Sources of Neck and Shoulder Pain
The possible causes of combination neck and shoulder symptoms span the entire range of possible dorsalgia issues. Here are some of the most commonly cited as causing both symptom sets:
Herniated discs can cause central stenosis which may affect the neck and shoulders, unilaterally or bilaterally. A cervical bulging disc might also impinge on a spinal nerve root, which will directly link the shoulder pain to the spinal source, typically at C4 or C5.
Neck muscle pain will almost surely influence the surrounding upper thoracic musculature, as well. When one set of muscles is injured or tense, the other will generally suffer related symptoms. Chronic soft tissue concerns, like fibromyalgia can affect large areas of the anatomy seemingly illogically.
Arthritis neck pain can also affect the spinal nerve roots in much the same way as a herniated disc can. Cervical foraminal stenosis can occur due to normal or advanced arthritic activity and may lead to shoulder pain if a nerve is compressed.
Thoracic outlet syndrome can enact lower neck and upper back concerns unilaterally or bilaterally. The causes might include muscular compression of nerves or circulatory structures, such as the subclavian vein or artery.
Neck and Shoulder Symptoms
Neck pain is a real misery. It will prevent a tremendous number of physical actions, since it can cause so much acute pain upon movement. Activity avoidance will generally lead most patients with chronic symptoms to develop a decreased range of effective motion in the cervical spine over time. Meanwhile, the very same things can be said for shoulder pain. Activity avoidance is commonplace and can actually lead to shrinkage of the shoulder capsule and tendons, often diagnosed as impingement syndrome.
When symptoms affect both regions, the patient is exponentially limited in using the neck or arm on the painful side and might endure an accelerated loss of overall functionality in both locations. This is why accurate diagnosis is so crucial, so that effective treatment can be rendered. Once the underlying causative condition can be found and corrected, then physical therapy is a great way to rehabilitate both regions and regain lost range of motion and strength.
Neck and Shoulder Pain Experiences
As I write this, I am having yet another in a series of ongoing neck pain flare-ups which also affects my shoulder scapulas. I originally suffered this injury in early 2011, slipping while carrying a heavy box.

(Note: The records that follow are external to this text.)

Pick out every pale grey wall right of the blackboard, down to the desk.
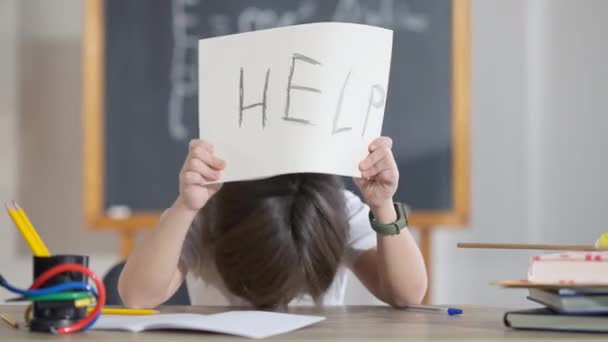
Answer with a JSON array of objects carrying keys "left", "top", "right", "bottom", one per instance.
[{"left": 435, "top": 0, "right": 608, "bottom": 305}]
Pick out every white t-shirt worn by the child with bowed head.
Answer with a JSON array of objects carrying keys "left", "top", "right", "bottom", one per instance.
[{"left": 181, "top": 190, "right": 376, "bottom": 306}]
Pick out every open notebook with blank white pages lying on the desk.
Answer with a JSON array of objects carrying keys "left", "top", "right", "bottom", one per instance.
[{"left": 92, "top": 311, "right": 325, "bottom": 339}]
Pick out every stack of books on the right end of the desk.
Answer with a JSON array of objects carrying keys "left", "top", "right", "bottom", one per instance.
[{"left": 501, "top": 252, "right": 608, "bottom": 332}]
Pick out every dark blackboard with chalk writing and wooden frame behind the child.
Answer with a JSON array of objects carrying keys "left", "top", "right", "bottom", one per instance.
[{"left": 83, "top": 0, "right": 469, "bottom": 230}]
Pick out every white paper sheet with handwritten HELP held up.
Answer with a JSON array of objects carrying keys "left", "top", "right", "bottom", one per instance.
[{"left": 199, "top": 23, "right": 392, "bottom": 181}]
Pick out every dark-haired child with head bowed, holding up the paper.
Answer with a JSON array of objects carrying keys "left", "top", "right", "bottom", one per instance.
[{"left": 119, "top": 137, "right": 427, "bottom": 308}]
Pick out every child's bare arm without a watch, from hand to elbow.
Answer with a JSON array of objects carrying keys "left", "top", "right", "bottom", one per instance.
[{"left": 118, "top": 140, "right": 225, "bottom": 308}]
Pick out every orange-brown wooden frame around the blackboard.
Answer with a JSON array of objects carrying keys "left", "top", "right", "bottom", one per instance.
[{"left": 82, "top": 0, "right": 470, "bottom": 255}]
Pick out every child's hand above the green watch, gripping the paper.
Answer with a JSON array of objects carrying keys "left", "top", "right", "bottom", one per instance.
[{"left": 354, "top": 137, "right": 399, "bottom": 208}]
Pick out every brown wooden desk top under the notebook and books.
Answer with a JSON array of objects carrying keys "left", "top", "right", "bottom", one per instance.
[{"left": 0, "top": 305, "right": 607, "bottom": 342}]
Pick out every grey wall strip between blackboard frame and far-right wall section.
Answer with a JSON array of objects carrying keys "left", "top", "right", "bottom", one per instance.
[{"left": 434, "top": 0, "right": 528, "bottom": 303}]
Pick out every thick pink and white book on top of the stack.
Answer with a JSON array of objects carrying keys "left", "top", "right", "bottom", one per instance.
[{"left": 528, "top": 252, "right": 608, "bottom": 285}]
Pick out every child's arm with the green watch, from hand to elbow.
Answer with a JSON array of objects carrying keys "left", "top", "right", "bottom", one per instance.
[{"left": 353, "top": 137, "right": 427, "bottom": 306}]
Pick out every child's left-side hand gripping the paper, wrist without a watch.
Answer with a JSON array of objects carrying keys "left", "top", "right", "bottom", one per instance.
[{"left": 179, "top": 139, "right": 226, "bottom": 210}]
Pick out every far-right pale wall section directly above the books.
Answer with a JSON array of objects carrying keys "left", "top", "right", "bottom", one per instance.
[{"left": 531, "top": 0, "right": 608, "bottom": 243}]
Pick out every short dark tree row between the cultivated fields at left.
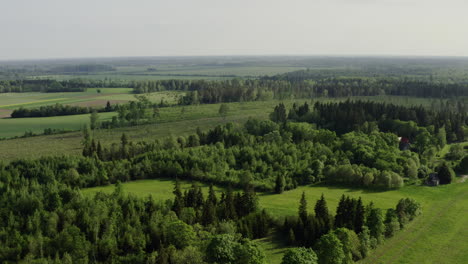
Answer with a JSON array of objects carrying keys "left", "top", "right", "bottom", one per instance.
[{"left": 11, "top": 102, "right": 115, "bottom": 118}]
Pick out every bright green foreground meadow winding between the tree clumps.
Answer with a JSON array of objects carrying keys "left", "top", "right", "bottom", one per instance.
[{"left": 83, "top": 179, "right": 468, "bottom": 264}]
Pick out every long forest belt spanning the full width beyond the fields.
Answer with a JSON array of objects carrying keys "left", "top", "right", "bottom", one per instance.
[{"left": 0, "top": 75, "right": 468, "bottom": 99}]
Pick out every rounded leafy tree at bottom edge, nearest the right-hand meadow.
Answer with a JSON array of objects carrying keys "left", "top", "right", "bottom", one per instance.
[{"left": 317, "top": 233, "right": 345, "bottom": 264}]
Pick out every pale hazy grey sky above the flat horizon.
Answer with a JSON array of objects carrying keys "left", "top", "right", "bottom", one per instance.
[{"left": 0, "top": 0, "right": 468, "bottom": 60}]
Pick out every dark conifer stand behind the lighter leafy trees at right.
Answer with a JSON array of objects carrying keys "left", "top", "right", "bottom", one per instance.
[{"left": 280, "top": 100, "right": 468, "bottom": 143}]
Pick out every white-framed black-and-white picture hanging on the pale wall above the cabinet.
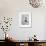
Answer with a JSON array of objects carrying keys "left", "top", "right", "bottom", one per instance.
[{"left": 19, "top": 12, "right": 31, "bottom": 27}]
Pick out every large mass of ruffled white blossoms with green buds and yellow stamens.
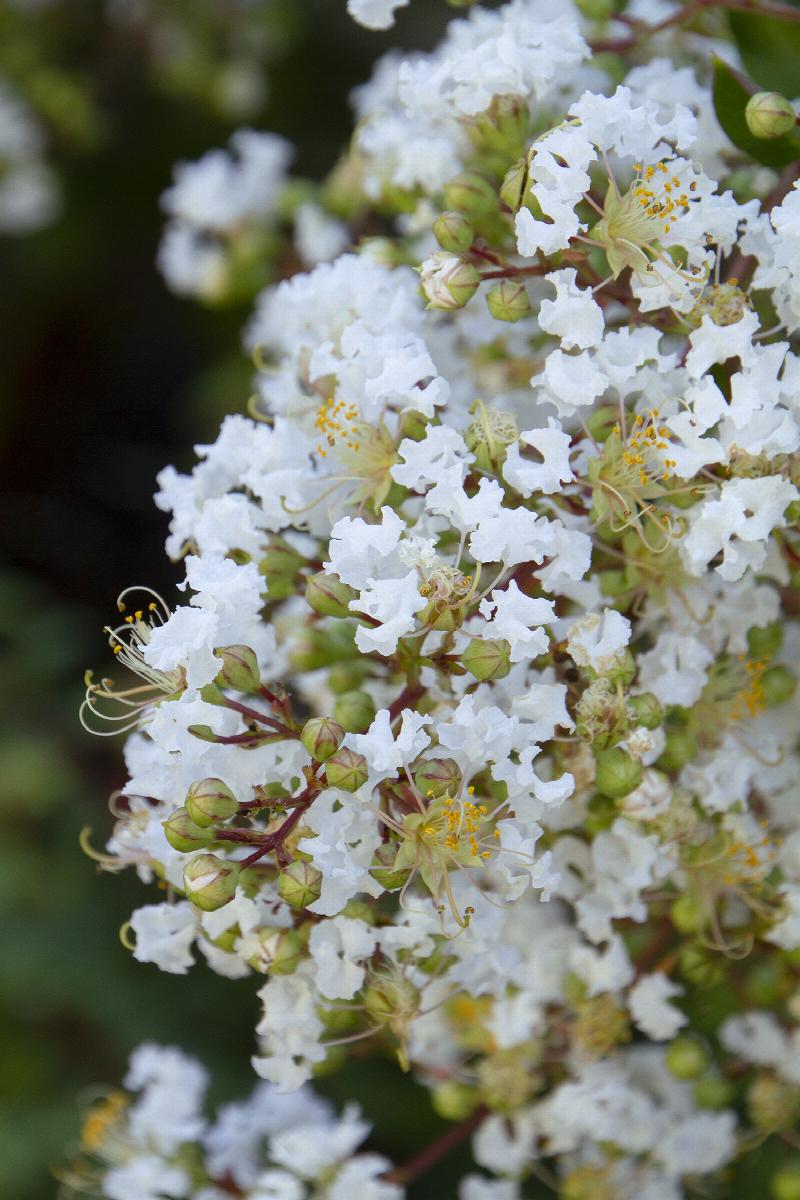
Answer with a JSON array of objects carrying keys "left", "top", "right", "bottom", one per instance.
[{"left": 70, "top": 0, "right": 800, "bottom": 1200}]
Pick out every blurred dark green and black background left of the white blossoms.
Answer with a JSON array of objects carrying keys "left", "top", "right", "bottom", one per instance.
[{"left": 0, "top": 0, "right": 470, "bottom": 1200}]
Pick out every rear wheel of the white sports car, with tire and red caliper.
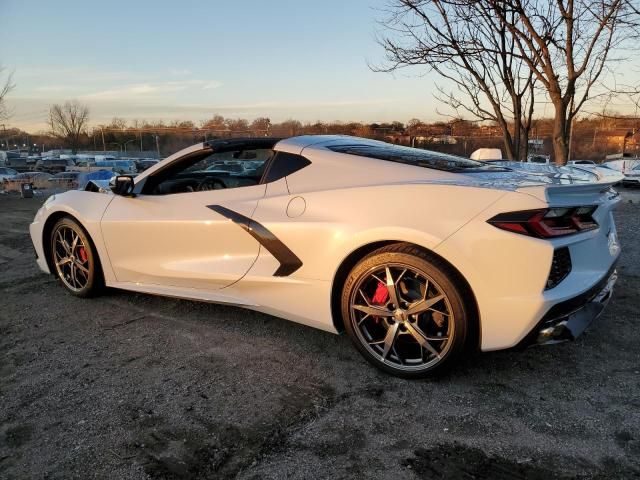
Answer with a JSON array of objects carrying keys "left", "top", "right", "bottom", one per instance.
[{"left": 341, "top": 243, "right": 475, "bottom": 378}]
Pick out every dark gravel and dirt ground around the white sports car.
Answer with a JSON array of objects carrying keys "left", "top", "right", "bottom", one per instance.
[{"left": 0, "top": 189, "right": 640, "bottom": 479}]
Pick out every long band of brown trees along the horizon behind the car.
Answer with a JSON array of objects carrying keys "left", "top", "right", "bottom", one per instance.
[{"left": 6, "top": 107, "right": 640, "bottom": 161}]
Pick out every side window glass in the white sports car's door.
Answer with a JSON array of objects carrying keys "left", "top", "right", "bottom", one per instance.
[{"left": 144, "top": 148, "right": 273, "bottom": 195}]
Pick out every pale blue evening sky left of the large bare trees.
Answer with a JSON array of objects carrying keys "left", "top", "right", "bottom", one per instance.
[{"left": 0, "top": 0, "right": 450, "bottom": 131}]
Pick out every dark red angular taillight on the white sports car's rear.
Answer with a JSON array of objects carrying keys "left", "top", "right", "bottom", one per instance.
[{"left": 487, "top": 205, "right": 598, "bottom": 238}]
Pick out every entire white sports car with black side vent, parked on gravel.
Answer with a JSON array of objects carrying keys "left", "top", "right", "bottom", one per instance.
[{"left": 31, "top": 136, "right": 620, "bottom": 378}]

While I did not fall, the whiplash of lunging forward immediately hurt my neck on the left with a trail of sharp pain and heat radiating into the upper back and finding a home in the left scapula. After about 2 months of suffering, the pain stayed in the left neck, but moved to the right shoulder.
Fast forward to late 2011 and I suffered the same injurious event while swimming. Once again, the pain was located for a few weeks on the left, followed by a symptomatic move to the right. The location of the upper back/scapular pain does not correlate to the worst disc issues I have, so I really do not see a positive spinal connection between the two. I do have 4 disc herniations in the upper thoracic spine, as well, but these were never that bad structurally. Who knows how time has affected them. Maybe it is time for a new MRI soon. However, a muscular connection is certainly a possible source, as is any number of nonstructural causative processes, including mindbody ischemia, which may cause both tender areas.